1. The massive, pervasive, and prejudicial publicity attending petitioner's prosecution prevented him from receiving a fair trial consistent with the Due Process Clause of the Fourteenth Amendment. Pp. 384 U. S. 349-363.
(a) Though freedom of discussion should be given the widest range compatible with the fair and orderly administration of justice, it must not be allowed to divert a trial from its purpose of adjudicating controversies according to legal procedures based on evidence received only in open court. Pp. 384 U. S. 350-351.
(b) Identifiable prejudice to the accused need not be shown if, as in Estes v. Texas, 381 U. S. 532, and even more so in this case, the totality of the circumstances raises the probability of prejudice. Pp. 384 U. S. 352-355.

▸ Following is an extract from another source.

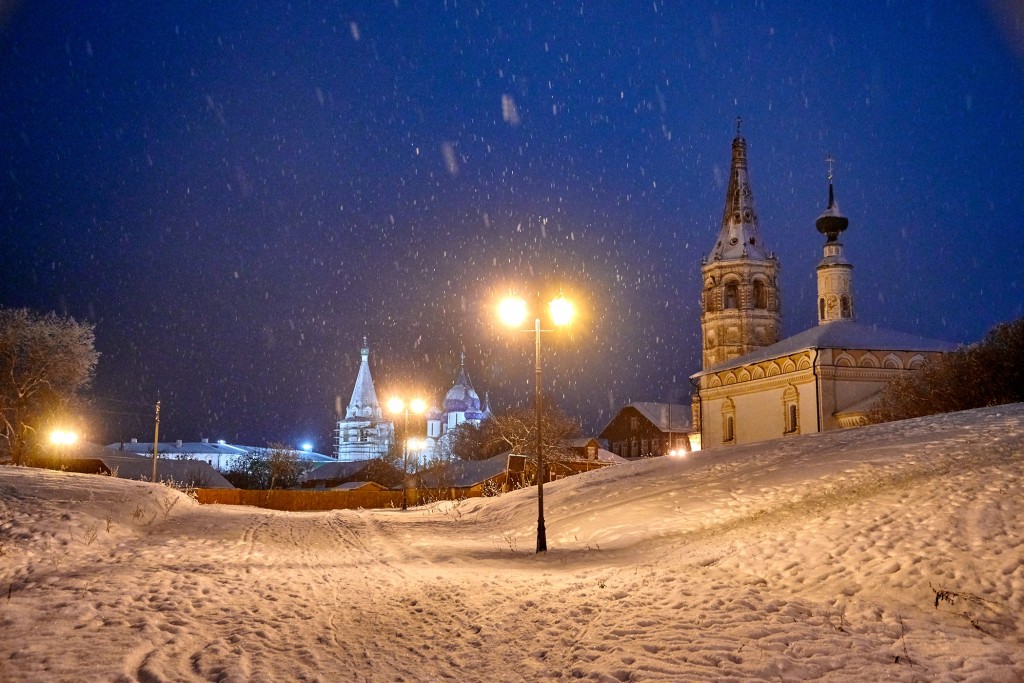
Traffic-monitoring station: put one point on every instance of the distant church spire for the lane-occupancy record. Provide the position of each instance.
(740, 309)
(835, 272)
(364, 401)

(c) The trial court failed to invoke procedures which would have guaranteed petitioner a fair trial, such as adopting stricter rules for use of the courtroom by newsmen as petitioner's counsel requested, limiting their number, and more closely supervising their courtroom conduct. The court should also have insulated the witnesses; controlled the release of leads, information, and gossip to the press by police officers, witnesses, and counsel; proscribed extrajudicial statements by any lawyer, witness, party, or court official divulging prejudicial matters, and requested the appropriate city and county officials to regulate release of information by their employees. Pp. 384 U. S. 358-362.
2. The case is remanded to the District Court with instructions to release petitioner from custody unless he is tried again within a reasonable time. P. 384 U. S. 363.
346 F.2d 707, reversed and remanded.